For the purpose of this article, consider that the HDB table "employee_expenditure" holds information about an employee's expenses for every month. In this case, it is necessary to develop a Map Reduce job which reads data from the table and provides the total amount of expenditures for each employee.
Note: An integrated development environment (IDE) environment such as Eclipse is recommended. It will make your life easy because not everyone is an expert in JAVA.
Follow the steps below to to design a MapReduce job to read data from a HDB table:
1. Create a HDB table "employee_expenditure" and populate some data.

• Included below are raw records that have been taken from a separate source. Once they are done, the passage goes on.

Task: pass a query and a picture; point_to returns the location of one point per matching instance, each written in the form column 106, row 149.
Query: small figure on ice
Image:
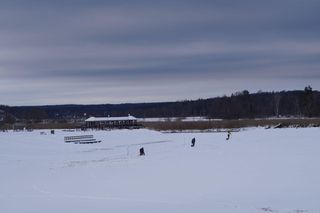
column 193, row 142
column 142, row 151
column 228, row 136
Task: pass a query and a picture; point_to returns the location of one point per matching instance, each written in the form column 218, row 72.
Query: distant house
column 111, row 122
column 2, row 115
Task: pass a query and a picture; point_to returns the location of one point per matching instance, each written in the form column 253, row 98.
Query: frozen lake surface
column 257, row 170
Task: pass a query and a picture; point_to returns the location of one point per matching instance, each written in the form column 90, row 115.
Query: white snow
column 257, row 170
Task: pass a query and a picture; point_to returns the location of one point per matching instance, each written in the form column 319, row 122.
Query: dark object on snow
column 278, row 126
column 142, row 152
column 193, row 141
column 228, row 136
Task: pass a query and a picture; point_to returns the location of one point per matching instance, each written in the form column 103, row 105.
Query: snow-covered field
column 257, row 170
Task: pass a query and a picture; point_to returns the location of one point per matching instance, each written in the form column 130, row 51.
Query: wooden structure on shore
column 112, row 122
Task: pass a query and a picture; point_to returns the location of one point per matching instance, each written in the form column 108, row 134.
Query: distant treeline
column 239, row 105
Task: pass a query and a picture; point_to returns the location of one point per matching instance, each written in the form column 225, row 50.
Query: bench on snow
column 81, row 139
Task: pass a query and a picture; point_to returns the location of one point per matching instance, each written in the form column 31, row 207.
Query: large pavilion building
column 111, row 122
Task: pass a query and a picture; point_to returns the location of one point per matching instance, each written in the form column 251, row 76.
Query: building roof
column 126, row 118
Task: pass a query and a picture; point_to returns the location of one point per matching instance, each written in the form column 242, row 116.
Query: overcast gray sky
column 81, row 52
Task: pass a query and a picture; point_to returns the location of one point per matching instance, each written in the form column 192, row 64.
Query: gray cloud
column 131, row 51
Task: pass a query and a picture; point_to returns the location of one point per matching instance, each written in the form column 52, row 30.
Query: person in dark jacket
column 142, row 151
column 193, row 142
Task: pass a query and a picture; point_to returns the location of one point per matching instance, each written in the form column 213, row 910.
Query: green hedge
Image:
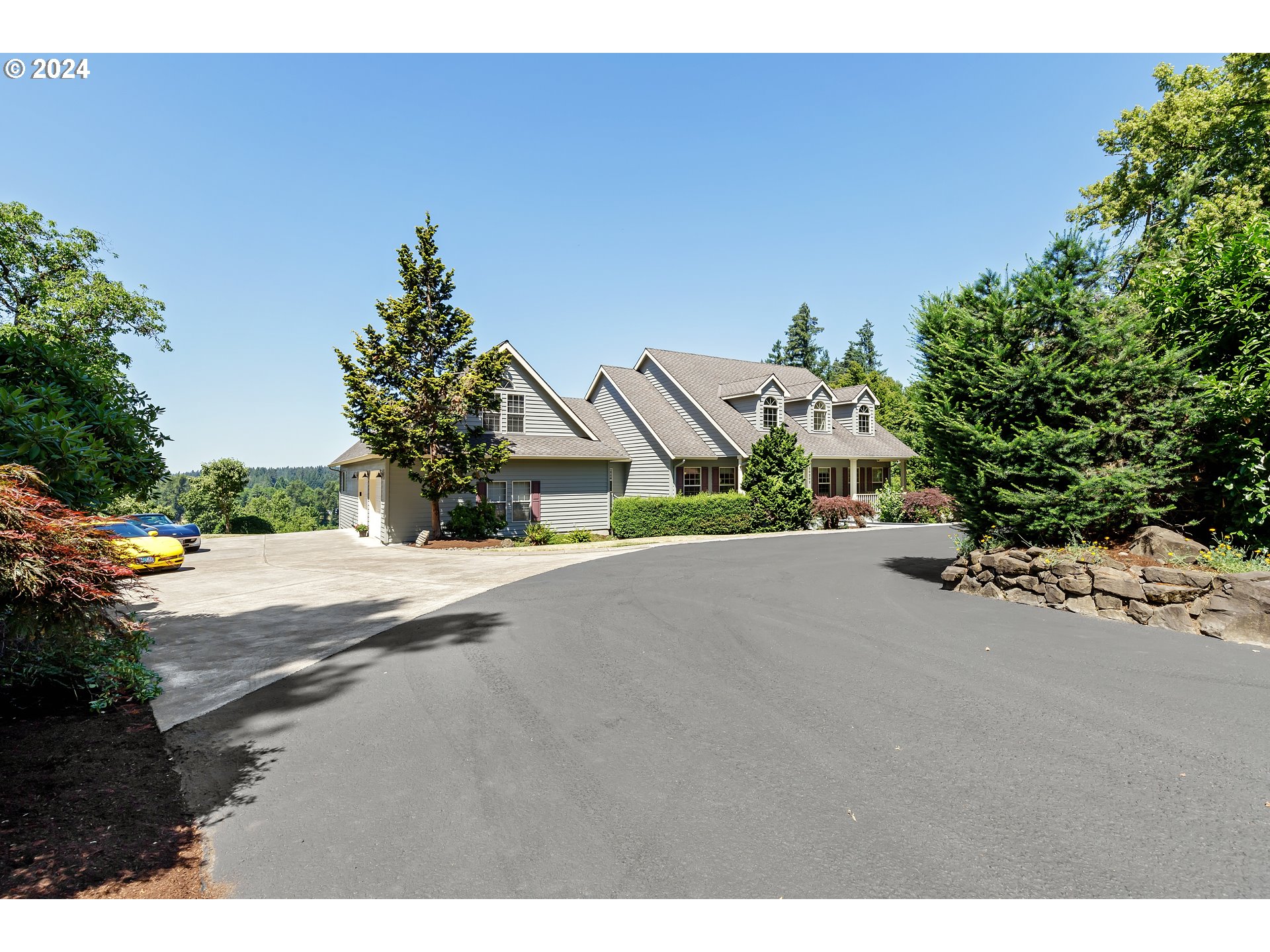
column 702, row 514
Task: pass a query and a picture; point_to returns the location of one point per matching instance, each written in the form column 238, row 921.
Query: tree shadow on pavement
column 222, row 754
column 922, row 568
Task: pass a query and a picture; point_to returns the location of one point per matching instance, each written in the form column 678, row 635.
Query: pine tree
column 1050, row 408
column 413, row 385
column 775, row 480
column 863, row 352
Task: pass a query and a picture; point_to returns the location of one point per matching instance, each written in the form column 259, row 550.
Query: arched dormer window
column 771, row 413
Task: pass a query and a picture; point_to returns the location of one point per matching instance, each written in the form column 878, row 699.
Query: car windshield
column 124, row 528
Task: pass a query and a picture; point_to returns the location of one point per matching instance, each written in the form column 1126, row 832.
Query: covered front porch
column 857, row 479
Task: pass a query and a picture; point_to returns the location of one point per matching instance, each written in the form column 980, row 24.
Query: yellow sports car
column 145, row 551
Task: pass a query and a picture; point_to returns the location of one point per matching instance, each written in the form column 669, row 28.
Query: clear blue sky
column 589, row 206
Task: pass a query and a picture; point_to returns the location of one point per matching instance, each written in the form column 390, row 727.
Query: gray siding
column 542, row 418
column 676, row 397
column 650, row 471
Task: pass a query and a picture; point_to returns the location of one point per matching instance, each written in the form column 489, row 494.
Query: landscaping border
column 1232, row 607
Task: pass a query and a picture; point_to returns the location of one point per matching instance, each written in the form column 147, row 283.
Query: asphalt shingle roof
column 672, row 429
column 701, row 376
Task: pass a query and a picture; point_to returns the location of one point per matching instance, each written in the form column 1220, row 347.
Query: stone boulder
column 1117, row 582
column 1076, row 584
column 1238, row 608
column 1158, row 542
column 1006, row 563
column 1161, row 594
column 1177, row 576
column 1175, row 617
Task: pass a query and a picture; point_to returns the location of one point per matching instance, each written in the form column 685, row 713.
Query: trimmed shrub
column 64, row 639
column 837, row 510
column 474, row 522
column 929, row 506
column 539, row 534
column 775, row 481
column 702, row 514
column 890, row 502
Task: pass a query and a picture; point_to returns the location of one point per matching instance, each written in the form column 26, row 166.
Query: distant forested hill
column 270, row 476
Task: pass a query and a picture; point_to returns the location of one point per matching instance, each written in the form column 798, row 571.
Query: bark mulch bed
column 91, row 807
column 460, row 543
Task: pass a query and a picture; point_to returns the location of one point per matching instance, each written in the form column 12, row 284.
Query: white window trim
column 762, row 408
column 864, row 413
column 820, row 405
column 507, row 413
column 512, row 500
column 495, row 503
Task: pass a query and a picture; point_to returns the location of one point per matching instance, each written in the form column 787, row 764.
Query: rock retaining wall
column 1231, row 607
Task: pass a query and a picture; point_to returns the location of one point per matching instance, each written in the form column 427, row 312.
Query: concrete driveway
column 800, row 716
column 245, row 611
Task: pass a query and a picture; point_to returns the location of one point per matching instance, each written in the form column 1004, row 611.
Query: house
column 563, row 456
column 673, row 423
column 689, row 423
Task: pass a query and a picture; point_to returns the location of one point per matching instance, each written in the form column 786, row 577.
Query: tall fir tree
column 412, row 386
column 863, row 350
column 775, row 480
column 1050, row 408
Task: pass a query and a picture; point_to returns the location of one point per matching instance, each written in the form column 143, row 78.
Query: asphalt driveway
column 798, row 716
column 245, row 611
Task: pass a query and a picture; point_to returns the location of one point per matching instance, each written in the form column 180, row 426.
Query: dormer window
column 515, row 413
column 771, row 413
column 864, row 420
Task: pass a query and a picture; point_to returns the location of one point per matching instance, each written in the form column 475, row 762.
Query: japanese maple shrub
column 64, row 636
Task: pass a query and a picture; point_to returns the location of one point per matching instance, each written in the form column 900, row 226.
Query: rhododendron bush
column 64, row 635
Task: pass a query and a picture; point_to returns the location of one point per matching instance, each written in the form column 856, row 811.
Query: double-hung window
column 691, row 480
column 495, row 493
column 523, row 502
column 771, row 413
column 515, row 413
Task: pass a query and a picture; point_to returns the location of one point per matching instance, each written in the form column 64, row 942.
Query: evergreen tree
column 800, row 348
column 412, row 386
column 863, row 352
column 775, row 481
column 1052, row 409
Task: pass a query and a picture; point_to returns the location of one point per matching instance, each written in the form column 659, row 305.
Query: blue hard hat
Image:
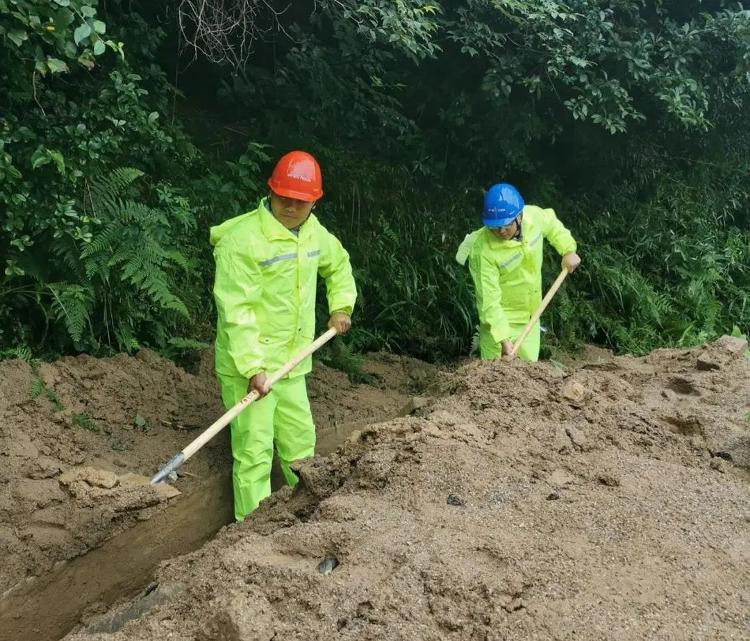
column 502, row 203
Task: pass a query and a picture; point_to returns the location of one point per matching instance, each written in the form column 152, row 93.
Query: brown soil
column 66, row 455
column 609, row 501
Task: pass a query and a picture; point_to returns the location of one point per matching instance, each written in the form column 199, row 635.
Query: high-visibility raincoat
column 507, row 277
column 264, row 289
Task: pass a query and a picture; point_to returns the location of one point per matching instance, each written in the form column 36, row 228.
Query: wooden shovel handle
column 538, row 313
column 222, row 422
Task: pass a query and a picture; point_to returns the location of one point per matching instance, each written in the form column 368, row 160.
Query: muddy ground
column 606, row 501
column 73, row 432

CREATE TABLE employee_expenditure (employee_id int, expenditure_amt int, expenditure_month text) DISTRIBUTED RANDOMLY; insert into employee_expenditure values (1, 20000, 'Jan'); insert into employee_expenditure values (2, 10000, 'Jan'); insert into employee_expenditure values (1, 15000, 'Feb'); insert into employee_expenditure values (2, 10000, 'Feb'); insert into employee_expenditure values (3, 500, 'Mar'); insert into employee_expenditure values (1, 20000, 'Mar'); select * from employee_expenditure; employee_id | expenditure_amt | expenditure_month -------------+-----------------+------------------- 1 | 20000 | Jan 2 | 10000 | Jan 1 | 15000 | Feb 2 | 10000 | Feb 3 | 500 | Mar 1 | 20000 | Mar
2. Create a Java Project, let's name it "HAWQMapReduceProgramming". On Eclipse, go to : File > New > Java Project.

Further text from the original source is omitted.